Les signes généraux enfin : fièvre, frissons, fatigue inhabituelle, extension rapide des lésions. Là, la consultation ne se reporte pas.

Certains traitements y prédisposent

Les anticholinergiques, plusieurs antidépresseurs, les diurétiques et les bêtabloquants modifient la thermorégulation et la sudation. Si vous prenez un traitement au long cours et que les poussées se multiplient d'un été à l'autre, mentionnez-le à votre médecin plutôt que de multiplier les crèmes : une adaptation saisonnière du traitement est parfois possible.

Le cas du nourrisson

La miliaire est très courante avant six mois. Elle apparaît sur le visage, le cuir chevelu, le cou et le haut du torse, et se confond souvent avec l'acné du nouveau-né ou une allergie. Le signe qui oriente : elle suit un moment de chaleur, sieste trop couverte, trajet en voiture, poussette sous une couverture.

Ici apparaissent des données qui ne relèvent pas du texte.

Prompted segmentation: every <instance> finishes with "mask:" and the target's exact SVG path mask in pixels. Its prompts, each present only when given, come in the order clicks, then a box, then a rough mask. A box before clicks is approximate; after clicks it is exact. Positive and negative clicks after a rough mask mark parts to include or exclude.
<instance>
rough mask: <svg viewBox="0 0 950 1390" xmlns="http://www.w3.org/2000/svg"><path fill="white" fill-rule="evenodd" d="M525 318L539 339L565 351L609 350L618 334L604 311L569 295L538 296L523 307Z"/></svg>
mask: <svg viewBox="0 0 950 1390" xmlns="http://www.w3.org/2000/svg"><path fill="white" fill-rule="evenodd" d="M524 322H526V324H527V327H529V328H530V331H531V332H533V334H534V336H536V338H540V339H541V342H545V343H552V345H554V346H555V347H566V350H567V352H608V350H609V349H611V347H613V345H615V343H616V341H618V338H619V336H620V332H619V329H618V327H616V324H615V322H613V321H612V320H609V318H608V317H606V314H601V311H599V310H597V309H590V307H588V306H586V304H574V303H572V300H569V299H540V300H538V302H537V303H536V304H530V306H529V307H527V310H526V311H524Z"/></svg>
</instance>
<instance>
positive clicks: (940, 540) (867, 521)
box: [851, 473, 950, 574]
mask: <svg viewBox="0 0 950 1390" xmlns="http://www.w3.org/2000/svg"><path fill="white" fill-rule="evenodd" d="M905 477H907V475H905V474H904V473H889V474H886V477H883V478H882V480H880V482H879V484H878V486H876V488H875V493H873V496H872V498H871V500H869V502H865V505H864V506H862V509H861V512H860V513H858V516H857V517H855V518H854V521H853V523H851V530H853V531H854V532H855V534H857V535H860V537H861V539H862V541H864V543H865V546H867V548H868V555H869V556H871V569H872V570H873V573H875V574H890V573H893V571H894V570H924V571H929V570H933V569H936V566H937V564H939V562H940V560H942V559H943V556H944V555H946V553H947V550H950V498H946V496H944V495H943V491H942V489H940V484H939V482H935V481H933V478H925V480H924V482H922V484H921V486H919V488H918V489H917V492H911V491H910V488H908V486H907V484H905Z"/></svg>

La conduite à tenir est la même que chez l'adulte, en plus simple encore : découvrir, aérer la pièce, bain tiède, body en coton, une épaisseur de moins que ce qu'on croyait nécessaire. N'appliquez aucune crème sur les vésicules d'un nourrisson sans avis médical. Consultez sans attendre en cas de fièvre associée ou d'extension rapide des lésions.